After lengthy consultations over recent months, the European Union and Norway have struck a crucial long-term agreement on mackerel management in the North-East Atlantic, which provides both for stable quota shares and for agreed access arrangements for their respective fleets over a ten-year period. The mackerel stock is of critical importance to the EU and Norwegian fishing sectors alike, and the agreement thereon is especially significant when viewed against the background of numerous differences of opinion in the past. This agreement also forms an excellent basis for developing comprehensive mackerel management in the North-East Atlantic with other Coastal States, such as the Faroe Islands and Iceland. Furthermore, it will provide stability for the EU fleet in the coming years and boost flexibility in terms of both when and where fishing for this migratory stock can take place.

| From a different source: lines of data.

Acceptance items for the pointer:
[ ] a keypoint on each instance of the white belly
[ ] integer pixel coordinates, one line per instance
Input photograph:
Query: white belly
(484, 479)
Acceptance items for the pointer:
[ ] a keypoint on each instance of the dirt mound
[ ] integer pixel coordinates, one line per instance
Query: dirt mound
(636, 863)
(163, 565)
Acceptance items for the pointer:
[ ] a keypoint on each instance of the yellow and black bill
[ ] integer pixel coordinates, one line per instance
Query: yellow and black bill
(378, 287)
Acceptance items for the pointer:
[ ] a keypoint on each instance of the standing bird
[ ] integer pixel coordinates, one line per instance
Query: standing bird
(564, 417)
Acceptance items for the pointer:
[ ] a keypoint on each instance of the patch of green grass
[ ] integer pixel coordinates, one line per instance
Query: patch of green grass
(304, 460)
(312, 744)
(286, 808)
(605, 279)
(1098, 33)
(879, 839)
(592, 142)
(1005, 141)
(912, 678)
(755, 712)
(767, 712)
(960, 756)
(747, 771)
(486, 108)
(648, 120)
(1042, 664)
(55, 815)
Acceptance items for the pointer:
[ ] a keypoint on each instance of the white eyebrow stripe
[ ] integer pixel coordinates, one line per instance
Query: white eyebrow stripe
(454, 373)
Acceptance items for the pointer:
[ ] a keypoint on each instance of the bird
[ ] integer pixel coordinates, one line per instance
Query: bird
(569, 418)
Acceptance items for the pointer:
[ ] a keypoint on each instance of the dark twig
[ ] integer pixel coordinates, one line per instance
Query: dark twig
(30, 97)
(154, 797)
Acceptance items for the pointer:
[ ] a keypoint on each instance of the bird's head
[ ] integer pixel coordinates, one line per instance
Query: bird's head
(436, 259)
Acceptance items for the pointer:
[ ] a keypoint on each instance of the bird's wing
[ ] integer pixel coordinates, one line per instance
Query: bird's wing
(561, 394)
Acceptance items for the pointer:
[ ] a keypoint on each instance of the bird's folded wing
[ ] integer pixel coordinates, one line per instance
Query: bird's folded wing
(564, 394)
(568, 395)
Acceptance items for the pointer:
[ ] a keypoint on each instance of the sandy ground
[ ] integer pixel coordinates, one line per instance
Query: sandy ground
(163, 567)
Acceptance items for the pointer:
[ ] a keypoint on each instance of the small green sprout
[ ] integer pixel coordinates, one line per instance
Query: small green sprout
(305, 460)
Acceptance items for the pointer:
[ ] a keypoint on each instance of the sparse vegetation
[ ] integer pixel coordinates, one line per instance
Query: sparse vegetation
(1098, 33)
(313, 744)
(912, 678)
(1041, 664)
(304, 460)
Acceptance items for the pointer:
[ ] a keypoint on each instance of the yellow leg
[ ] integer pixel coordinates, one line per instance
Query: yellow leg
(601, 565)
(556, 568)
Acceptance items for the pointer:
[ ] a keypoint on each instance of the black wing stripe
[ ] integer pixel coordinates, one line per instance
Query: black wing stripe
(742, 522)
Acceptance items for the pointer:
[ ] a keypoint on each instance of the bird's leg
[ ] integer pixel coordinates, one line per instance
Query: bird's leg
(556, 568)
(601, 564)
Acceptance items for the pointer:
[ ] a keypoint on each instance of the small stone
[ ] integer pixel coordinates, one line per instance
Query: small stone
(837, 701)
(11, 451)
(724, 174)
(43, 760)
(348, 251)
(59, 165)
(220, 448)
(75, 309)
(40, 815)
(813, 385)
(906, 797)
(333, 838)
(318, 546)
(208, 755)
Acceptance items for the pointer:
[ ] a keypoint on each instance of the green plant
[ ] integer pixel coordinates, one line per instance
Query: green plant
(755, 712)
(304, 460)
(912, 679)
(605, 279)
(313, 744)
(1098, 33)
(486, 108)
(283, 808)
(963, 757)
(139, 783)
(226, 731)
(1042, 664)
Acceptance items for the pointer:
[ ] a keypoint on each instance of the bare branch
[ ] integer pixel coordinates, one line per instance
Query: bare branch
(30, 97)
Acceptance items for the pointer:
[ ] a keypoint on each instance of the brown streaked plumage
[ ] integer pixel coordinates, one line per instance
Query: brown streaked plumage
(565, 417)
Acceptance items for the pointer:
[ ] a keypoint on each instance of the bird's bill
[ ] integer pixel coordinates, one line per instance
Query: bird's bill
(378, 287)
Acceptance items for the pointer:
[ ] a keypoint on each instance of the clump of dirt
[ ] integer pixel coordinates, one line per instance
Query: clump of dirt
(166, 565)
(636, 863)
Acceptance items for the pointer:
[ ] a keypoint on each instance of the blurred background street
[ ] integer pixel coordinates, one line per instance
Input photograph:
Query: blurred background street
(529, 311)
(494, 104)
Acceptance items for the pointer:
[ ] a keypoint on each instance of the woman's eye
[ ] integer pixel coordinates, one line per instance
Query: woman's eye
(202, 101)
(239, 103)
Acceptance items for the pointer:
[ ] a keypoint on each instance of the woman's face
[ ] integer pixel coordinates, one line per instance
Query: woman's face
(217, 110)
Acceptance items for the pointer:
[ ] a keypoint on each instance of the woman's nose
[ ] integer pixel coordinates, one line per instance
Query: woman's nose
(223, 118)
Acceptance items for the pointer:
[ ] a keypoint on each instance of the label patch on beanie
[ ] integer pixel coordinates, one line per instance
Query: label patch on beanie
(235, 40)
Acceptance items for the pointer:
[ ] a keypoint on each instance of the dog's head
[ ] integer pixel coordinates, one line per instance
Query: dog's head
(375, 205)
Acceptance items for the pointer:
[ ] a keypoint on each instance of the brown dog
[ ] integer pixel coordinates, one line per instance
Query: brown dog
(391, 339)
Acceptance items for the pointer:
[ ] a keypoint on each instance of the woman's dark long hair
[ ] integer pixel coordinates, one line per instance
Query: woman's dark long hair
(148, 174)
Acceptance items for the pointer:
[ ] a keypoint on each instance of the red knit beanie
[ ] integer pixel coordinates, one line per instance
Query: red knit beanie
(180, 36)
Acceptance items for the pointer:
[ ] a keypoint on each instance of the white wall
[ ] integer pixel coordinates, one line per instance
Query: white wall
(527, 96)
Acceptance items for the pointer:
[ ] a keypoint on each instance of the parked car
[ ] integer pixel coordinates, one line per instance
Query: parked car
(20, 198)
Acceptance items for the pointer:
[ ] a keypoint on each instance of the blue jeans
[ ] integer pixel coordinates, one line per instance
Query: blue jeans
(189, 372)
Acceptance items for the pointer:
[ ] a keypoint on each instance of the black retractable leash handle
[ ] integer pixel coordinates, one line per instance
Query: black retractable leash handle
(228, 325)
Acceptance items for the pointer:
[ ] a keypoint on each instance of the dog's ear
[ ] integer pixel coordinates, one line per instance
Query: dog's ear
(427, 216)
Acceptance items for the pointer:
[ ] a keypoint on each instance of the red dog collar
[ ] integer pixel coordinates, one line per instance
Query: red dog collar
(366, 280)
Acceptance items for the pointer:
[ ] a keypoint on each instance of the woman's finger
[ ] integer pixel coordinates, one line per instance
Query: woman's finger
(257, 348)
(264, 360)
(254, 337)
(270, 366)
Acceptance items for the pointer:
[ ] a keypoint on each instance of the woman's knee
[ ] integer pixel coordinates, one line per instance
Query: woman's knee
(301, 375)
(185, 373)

In addition, the EU and Norway have reached agreement on reciprocal fishing possibilities for 2010, thereby paving the way for an early resumption of the activities interrupted at the end of 2009. The volumes of fishing possibilities foreseen under this arrangement will remain at their 2009 levels and the EU has obtained additional access to cod in North Norway. Quotas for Norway of pelagic species (blue whiting, horse mackerel) in Western Waters have been reduced and a new incentive scheme to encourage a reduction in discards of cod has been introduced. This arrangement also fixes the levels of the TACs for the main stocks in the North Sea, including cod and haddock.
The EU believes that the agreements reached will cement further the already strong cooperative framework between the European Union and Norway in the fisheries sector and that they augur well for the future.